Stevens altered his language on expectations for the Federal Reserve’s first rate increase to “the period ahead” from last month’s “later this year.” The U.S. tightening is expected to exert further downward pressure on the Australian dollar.

The weaker Aussie is “having an increasingly supportive impact on sectors like education and domestic tourism,” said Justin Tyler, an investment manager at Aberdeen Asset Management Ltd. in Sydney. “However, the RBA remains aware of the risks posed by potential weakness on the part of our major trading partners, particularly China.”

Investment Cut

The currency was slightly weaker after the RBA decision and was trading at 71.28 U.S. cents at 3:05 p.m. in Sydney.

Australia has so far had little success in stimulating industries with rate cuts as a decade-long mining investment boom unwinds.
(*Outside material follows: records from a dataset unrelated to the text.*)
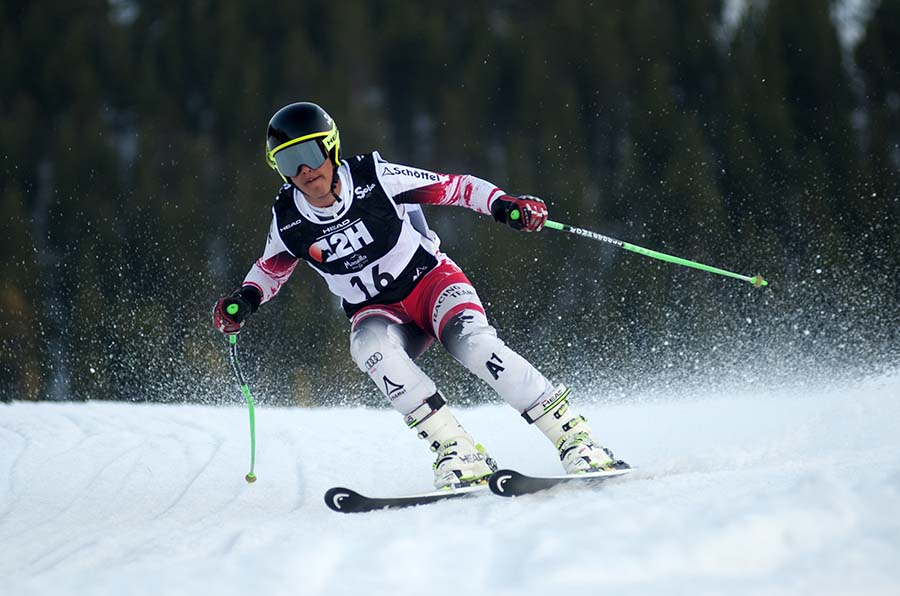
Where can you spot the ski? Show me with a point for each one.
(344, 500)
(509, 483)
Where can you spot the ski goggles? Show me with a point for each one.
(310, 151)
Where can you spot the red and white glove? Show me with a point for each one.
(525, 212)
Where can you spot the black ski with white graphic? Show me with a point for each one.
(509, 483)
(344, 500)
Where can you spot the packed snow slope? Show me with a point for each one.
(767, 492)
Businesses plan to cut investment by 23 percent this fiscal year as firms decide they can meet demand from heavily indebted households with existing capacity.

Crazy Sydney

One area where cheap borrowing costs have worked is the property market: prices in Sydney have soared and Stevens has described parts of the market as “crazy.” The governor noted today that prices “continue to rise strongly” in the nation’s biggest city. Sydney housing rose 1.1 percent in August and are up 17.6 percent from a year earlier.
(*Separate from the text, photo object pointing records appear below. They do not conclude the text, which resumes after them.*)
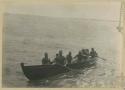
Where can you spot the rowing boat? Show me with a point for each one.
(38, 72)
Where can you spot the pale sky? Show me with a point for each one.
(91, 10)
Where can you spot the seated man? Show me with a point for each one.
(93, 53)
(46, 60)
(69, 58)
(79, 57)
(61, 58)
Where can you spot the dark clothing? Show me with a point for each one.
(69, 59)
(46, 61)
(60, 60)
(79, 57)
(93, 54)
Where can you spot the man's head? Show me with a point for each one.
(92, 49)
(60, 52)
(70, 53)
(46, 54)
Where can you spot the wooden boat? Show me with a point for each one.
(38, 72)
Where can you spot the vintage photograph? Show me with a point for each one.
(59, 45)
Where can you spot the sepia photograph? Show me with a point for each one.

Traders are pricing in a 50-50 chance of another rate cut by November as Australia, the developed world’s most China-dependent economy, struggles to cope with slumping prices for key resource exports.
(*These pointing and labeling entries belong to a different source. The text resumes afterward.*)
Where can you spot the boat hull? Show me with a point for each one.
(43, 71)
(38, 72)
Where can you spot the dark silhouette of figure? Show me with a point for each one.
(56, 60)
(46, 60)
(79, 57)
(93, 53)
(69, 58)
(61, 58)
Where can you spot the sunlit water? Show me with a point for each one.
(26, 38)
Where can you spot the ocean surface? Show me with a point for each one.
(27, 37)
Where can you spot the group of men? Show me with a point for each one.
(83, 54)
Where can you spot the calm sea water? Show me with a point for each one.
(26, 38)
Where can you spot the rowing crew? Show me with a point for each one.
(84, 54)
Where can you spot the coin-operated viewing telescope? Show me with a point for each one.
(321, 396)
China devalued its currency Aug. 11, and a day later reported industrial production, investment and retail data that trailed analysts’ estimates. After China’s stock market recorded the steepest falls since 1996, policy makers Aug. 25 cut benchmark lending and saving rates for the fifth time since November 2014 and lowered banks’ required reserve ratio by half a percentage point.

Factory Gauge

Data today showed China’s official factory gauge fell to the lowest reading in three years as monetary easing failed to revive growth.

“The global economy is expanding at a moderate pace, with some further softening in conditions in China and east Asia of late, but stronger U.S. growth,” Stevens said today. “Key commodity prices are much lower than a year ago, in part reflecting increased supply, including from Australia. Australia’s terms of trade are falling.”

Yet Australia’s labor market has remained relatively resilient, aided by weaker wages growth, with unemployment at 6.3 percent in July as more people entered the workforce.

Similar to the U.S., debate is intensifying Down Under on whether potential growth is lower than earlier thought, which would help explain the stabilizing labor market. A reduced speed limit from the RBA would ease pressure to cut rates. Economists predicted Australia’s economy expanded 2.2 percent in the second quarter from a year earlier ahead of data due Wednesday.

“Growth rates have mostly started with a ‘2’ for a while now – despite the lowest interest rates in our lifetimes,” Stevens said in remarks last week. “It may be about changing demographics. It may be that potential growth is a bit lower than we used to think — though I don’t think we can know whether that is so at present.”